Why does the argument focus on L² convergence instead of pointwise convergence?
How does density of step functions in L² get proved?
What role does orthogonality play in the final convergence step?
Why is the approximation by a step function H enough to prove convergence for an arbitrary f?
How does Parseval’s identity connect to L² convergence?
Review Questions
- What two density results are used to reduce the general L² case to step functions, and how is uniform continuity used in the step-function construction?
- Where exactly does orthogonality enter the proof, and how does it produce a Pythagorean-type estimate for the L² error?

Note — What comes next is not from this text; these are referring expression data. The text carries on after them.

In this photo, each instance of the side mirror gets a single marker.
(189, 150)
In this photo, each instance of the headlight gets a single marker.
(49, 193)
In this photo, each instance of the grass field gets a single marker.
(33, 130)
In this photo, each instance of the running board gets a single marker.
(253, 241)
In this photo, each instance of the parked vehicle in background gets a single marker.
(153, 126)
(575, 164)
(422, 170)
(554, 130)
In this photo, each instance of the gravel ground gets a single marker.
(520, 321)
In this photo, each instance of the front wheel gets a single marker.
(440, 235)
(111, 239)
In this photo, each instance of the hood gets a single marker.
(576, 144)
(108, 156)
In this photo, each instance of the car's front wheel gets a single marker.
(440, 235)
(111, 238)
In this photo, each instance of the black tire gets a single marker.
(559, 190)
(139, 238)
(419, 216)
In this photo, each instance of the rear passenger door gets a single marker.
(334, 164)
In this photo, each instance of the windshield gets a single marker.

- Why does the final argument yield L² convergence rather than pointwise convergence?
Key Points
- 1
Fourier series for 2π-periodic functions in L² converge to the function in the L² norm, meaning ||f−f_n||₂→0 as n→∞.
- 2
L² convergence is equivalent to Parseval’s identity holding for all L² functions, linking Fourier coefficients to the function’s energy.
- 3
Continuous 2π-periodic functions are dense in L², so any L² function can be approximated arbitrarily well in L² by a continuous one.
- 4
Uniform continuity of a continuous approximation on [−π,π] enables constructing a step function H whose values track G on each small subinterval.
- 5
A step function H is built by taking the supremum of G on each subinterval, ensuring |G−H| is small except at finitely many boundary points.
- 6
Fourier partial sums act as orthogonal projections in L², and orthogonality yields a generalized Pythagorean control of the approximation error.
- 7
Combining density (f≈H) with Fourier convergence for step functions (H≈f_n(H)) forces the error for f to vanish in the L² norm.